I could see Banner reach unconsciously for her FBI identification and touched her forearm to stop her. I didn’t blame her. It probably gets to be as reflexive and as reliable as putting your hand out to open a door.
“Good afternoon,” I said. “We’re looking for Kane Holdings?”
The brunette reciprocated the good afternoon and consulted something on her desk, below the upper shelf visible to visitors.
She repeated the name to herself. “I’m not sure . . . Oh, here it is. They’re on fourteen. Looks like they just moved in. Can I ask you to sign in?”
I thanked her and signed us in as John and Jane Smith. The receptionist indicated the elevators, and we stepped in and hit the button. When the doors had closed, Banner spoke for the first time.
“You never told me how the hell—”
I shot her a pointed sidelong glance.
“Good at finding people,” she said wryly, shaking her head
.
“Let me do the talking.”
The red LCD counter crept up to fourteen; the elevator pinged and the doors slid open, revealing more gray carpet and a long corridor with a door every thirty feet or so. Some of the doors were unmarked; some had the remains of nameplates that had been peeled off. There was no door marked as Kane Holdings. We heard a click as one of the doors at the far end of the corridor opened inward, and a guy the size and shape of a WWE wrestler stepped out.
He said nothing, just occupied the corridor like a rhino in a supermarket aisle. It was an apt comparison in other ways too: His skin looked gray and dry and tough. We approached him. When we were within a dozen paces, he spoke. He addressed me, not even looking at Banner.

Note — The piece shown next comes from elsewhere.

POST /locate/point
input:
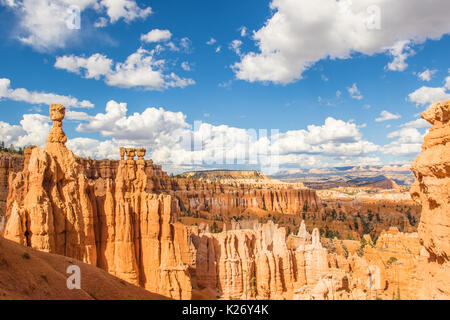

“Mr. Blake.” It was an acknowledgment, not a question. The Russian accent was pronounced, the three syllables spaced out and carefully separated.
“Yes.”
“Mr. Korakovski is able to give you fifteen minutes.”
57
3:04 p.m.
The Black Hills National Park stretched out for sixty miles to the west of John Hatcher’s wood and glass monument to his own vanity. As soon as Wardell had discovered that, he’d known the target really was ideal—because it allowed a million perfect escape routes. Unless you were wearing a hi-vis hunting vest and waving at the sky, nobody was going to be able to find you once you got more than a hundred yards into those woods. There were a few small Forest Service roads within easy distance of Wardell’s camp and some unmapped logging trails. Wardell ignored these in favor of an eighteen-mile hike cross-country to the point where Highway 85 cut through the woods.